Britain’s Maritime Trade Operations (UKMTO) reported the attack on Friday without further details on the vessel or the perpetrators.

The Gulf of Aden is a crucial route for global trade and has seen numerous attacks attributed to Yemen’s Iranian-backed Houthi rebels amid the civil war in the country as well as the proxy war between Tehran and Riyadh.

The region was also once plagued with Somali pirate attacks, but they have significantly decreased in recent years. It is not clear if the Friday attack is the work of Houthis or pirates.

Nishtun is held by forces allied to Yemen’s internationally recognized government, backed by the Saudi-led coalition, but Houthi attacks have happened there before such as in December 2020.

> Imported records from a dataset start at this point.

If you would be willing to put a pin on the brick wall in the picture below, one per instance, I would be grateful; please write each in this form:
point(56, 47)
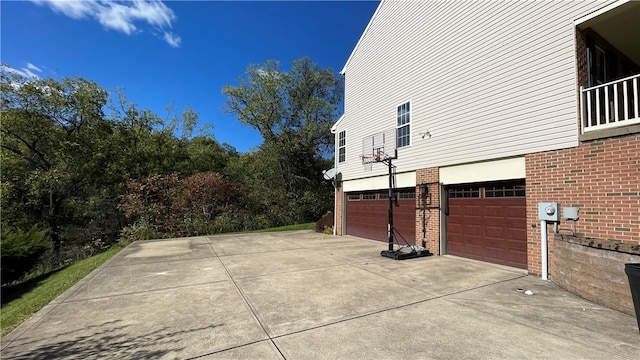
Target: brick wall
point(339, 211)
point(601, 178)
point(429, 177)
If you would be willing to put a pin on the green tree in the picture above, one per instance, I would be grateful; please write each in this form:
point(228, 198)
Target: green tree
point(51, 133)
point(293, 111)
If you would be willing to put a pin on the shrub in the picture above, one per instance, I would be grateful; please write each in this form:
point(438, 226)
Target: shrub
point(325, 222)
point(21, 251)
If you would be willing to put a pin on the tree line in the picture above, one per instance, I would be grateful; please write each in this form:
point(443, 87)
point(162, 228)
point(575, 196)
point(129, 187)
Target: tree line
point(82, 170)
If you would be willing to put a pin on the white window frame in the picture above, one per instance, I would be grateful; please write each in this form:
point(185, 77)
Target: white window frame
point(342, 146)
point(403, 125)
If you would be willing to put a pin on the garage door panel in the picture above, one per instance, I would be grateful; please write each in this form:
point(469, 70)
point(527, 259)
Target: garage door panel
point(368, 218)
point(488, 229)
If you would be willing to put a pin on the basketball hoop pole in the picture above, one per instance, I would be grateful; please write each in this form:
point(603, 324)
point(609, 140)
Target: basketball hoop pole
point(391, 196)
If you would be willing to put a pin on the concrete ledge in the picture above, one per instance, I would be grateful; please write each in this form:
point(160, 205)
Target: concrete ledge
point(603, 134)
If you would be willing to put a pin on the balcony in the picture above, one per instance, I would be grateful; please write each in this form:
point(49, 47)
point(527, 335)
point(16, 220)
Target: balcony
point(610, 105)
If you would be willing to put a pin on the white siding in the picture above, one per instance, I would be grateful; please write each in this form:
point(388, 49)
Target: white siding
point(487, 79)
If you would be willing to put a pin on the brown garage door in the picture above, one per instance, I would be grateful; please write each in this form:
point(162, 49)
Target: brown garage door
point(488, 222)
point(367, 215)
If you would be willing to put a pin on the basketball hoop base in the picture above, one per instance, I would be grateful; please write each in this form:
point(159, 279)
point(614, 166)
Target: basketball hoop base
point(406, 252)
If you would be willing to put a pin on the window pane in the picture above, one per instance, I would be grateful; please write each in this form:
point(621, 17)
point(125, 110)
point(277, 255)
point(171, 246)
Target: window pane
point(403, 120)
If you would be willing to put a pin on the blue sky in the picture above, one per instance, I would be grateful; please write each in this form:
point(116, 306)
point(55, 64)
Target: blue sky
point(177, 52)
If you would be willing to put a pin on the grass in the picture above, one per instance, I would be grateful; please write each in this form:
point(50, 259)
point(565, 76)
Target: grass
point(20, 301)
point(306, 226)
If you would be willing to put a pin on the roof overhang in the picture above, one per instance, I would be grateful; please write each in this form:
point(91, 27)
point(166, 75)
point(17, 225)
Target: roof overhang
point(619, 24)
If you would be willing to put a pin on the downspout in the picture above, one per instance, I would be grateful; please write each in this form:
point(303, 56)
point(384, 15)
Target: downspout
point(335, 181)
point(543, 250)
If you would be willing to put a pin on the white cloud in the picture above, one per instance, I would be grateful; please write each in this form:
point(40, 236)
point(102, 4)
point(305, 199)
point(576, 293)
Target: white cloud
point(30, 66)
point(172, 39)
point(25, 71)
point(120, 16)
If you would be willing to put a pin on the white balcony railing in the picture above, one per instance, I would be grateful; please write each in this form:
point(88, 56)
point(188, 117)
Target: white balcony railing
point(610, 105)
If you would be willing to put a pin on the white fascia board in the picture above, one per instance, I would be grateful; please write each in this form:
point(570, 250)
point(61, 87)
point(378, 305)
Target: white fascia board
point(585, 18)
point(495, 170)
point(403, 180)
point(344, 69)
point(335, 126)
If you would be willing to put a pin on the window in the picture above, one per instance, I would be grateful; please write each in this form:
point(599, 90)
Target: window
point(342, 149)
point(508, 190)
point(369, 196)
point(464, 192)
point(407, 195)
point(403, 129)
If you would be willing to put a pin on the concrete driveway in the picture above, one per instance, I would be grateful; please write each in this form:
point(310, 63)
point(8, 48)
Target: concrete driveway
point(302, 295)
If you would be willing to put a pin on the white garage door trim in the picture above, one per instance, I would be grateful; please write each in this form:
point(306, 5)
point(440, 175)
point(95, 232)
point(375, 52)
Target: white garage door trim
point(403, 180)
point(496, 170)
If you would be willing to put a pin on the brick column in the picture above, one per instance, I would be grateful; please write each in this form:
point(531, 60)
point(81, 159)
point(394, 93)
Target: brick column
point(339, 212)
point(430, 177)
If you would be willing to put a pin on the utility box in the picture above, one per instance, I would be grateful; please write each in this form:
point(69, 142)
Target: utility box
point(548, 211)
point(570, 213)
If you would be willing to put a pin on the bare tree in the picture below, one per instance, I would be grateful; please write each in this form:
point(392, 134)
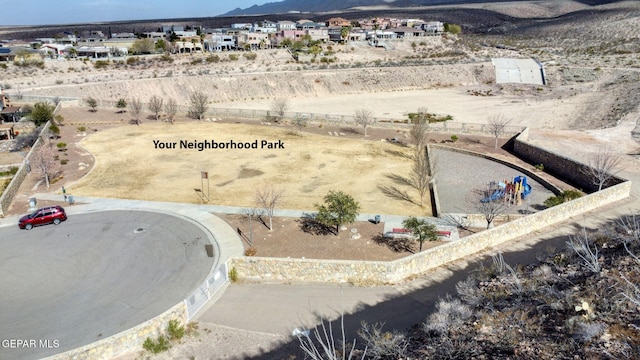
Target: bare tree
point(581, 245)
point(268, 198)
point(44, 160)
point(497, 124)
point(250, 213)
point(155, 105)
point(603, 166)
point(199, 104)
point(420, 173)
point(171, 109)
point(364, 117)
point(280, 106)
point(135, 107)
point(300, 122)
point(420, 127)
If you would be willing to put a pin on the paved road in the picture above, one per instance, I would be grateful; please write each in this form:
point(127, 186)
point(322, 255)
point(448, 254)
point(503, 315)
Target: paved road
point(93, 276)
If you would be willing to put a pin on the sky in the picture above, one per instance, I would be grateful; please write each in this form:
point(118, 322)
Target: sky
point(50, 12)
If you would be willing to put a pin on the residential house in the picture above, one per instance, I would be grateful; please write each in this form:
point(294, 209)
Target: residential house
point(408, 32)
point(338, 22)
point(93, 52)
point(8, 113)
point(54, 51)
point(286, 25)
point(119, 46)
point(254, 41)
point(241, 26)
point(309, 25)
point(265, 26)
point(433, 27)
point(318, 34)
point(293, 35)
point(219, 42)
point(172, 28)
point(187, 46)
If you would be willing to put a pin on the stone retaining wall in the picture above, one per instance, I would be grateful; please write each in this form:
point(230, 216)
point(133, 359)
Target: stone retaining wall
point(129, 340)
point(570, 170)
point(12, 189)
point(363, 272)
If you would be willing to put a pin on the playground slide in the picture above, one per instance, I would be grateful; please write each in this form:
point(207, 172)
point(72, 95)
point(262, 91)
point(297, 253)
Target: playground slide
point(502, 188)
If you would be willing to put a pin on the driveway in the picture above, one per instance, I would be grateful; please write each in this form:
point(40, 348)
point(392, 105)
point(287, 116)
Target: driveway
point(93, 276)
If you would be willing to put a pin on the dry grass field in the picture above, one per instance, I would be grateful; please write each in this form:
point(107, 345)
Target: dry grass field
point(128, 165)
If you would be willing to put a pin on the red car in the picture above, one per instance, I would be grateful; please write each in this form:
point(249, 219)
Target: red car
point(47, 215)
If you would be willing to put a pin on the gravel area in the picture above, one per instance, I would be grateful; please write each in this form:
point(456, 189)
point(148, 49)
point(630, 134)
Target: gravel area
point(462, 174)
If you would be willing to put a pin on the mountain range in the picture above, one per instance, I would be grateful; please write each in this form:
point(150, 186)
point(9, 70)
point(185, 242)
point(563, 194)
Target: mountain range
point(323, 6)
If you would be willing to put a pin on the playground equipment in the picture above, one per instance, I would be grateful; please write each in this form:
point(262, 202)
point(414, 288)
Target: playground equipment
point(512, 192)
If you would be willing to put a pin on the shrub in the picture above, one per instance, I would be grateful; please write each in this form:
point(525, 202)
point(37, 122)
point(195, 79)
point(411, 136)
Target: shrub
point(174, 330)
point(100, 64)
point(27, 140)
point(250, 55)
point(213, 58)
point(158, 346)
point(383, 344)
point(233, 274)
point(567, 195)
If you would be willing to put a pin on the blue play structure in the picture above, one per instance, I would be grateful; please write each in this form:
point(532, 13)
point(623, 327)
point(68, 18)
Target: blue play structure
point(518, 189)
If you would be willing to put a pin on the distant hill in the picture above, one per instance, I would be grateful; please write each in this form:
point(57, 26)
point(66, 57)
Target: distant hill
point(320, 6)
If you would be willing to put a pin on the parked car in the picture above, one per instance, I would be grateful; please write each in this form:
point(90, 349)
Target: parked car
point(46, 215)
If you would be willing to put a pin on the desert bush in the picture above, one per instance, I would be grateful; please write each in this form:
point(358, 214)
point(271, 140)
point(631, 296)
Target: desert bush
point(12, 171)
point(252, 251)
point(250, 55)
point(233, 274)
point(213, 58)
point(565, 196)
point(157, 346)
point(175, 331)
point(166, 58)
point(101, 64)
point(27, 140)
point(42, 112)
point(581, 246)
point(383, 344)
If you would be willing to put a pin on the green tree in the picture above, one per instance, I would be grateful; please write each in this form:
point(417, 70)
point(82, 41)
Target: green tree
point(421, 229)
point(452, 28)
point(338, 208)
point(161, 45)
point(155, 105)
point(93, 104)
point(143, 46)
point(121, 105)
point(344, 33)
point(42, 112)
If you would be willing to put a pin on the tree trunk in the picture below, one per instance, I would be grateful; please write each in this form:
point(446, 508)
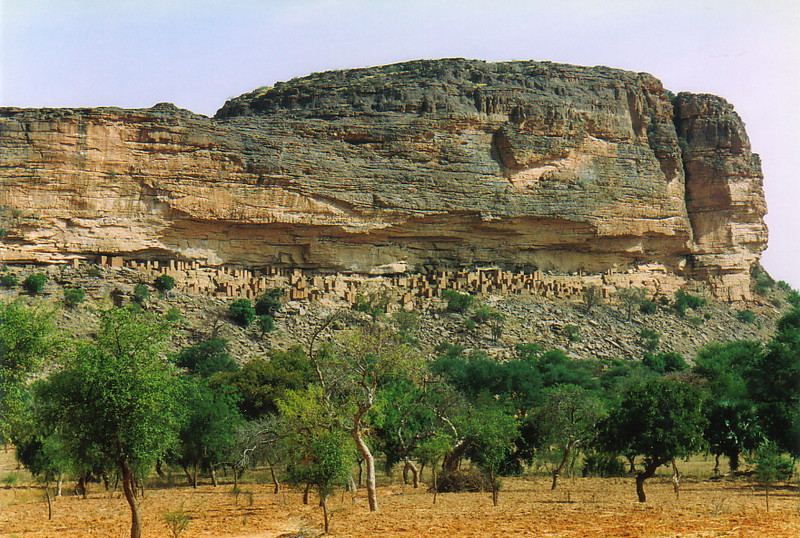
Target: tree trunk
point(676, 480)
point(275, 482)
point(414, 473)
point(323, 500)
point(363, 449)
point(495, 489)
point(649, 470)
point(557, 471)
point(130, 496)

The attack occurred a day after Iran’s navy seized a Marshall Islands-flagged oil tanker in the Gulf of Oman amid wider tensions over Tehran’s nuclear program.

The US Navy’s Mideast-based 5th Fleet identified the vessel as the Advantage Sweet.

Satellite tracking data for the vessel from MarineTraffic.com showed it in the Gulf of Oman just north of Oman’s capital, Muscat, on Thursday afternoon. It had just come from Kuwait and was carrying crude for Chevron to Houston, Texas.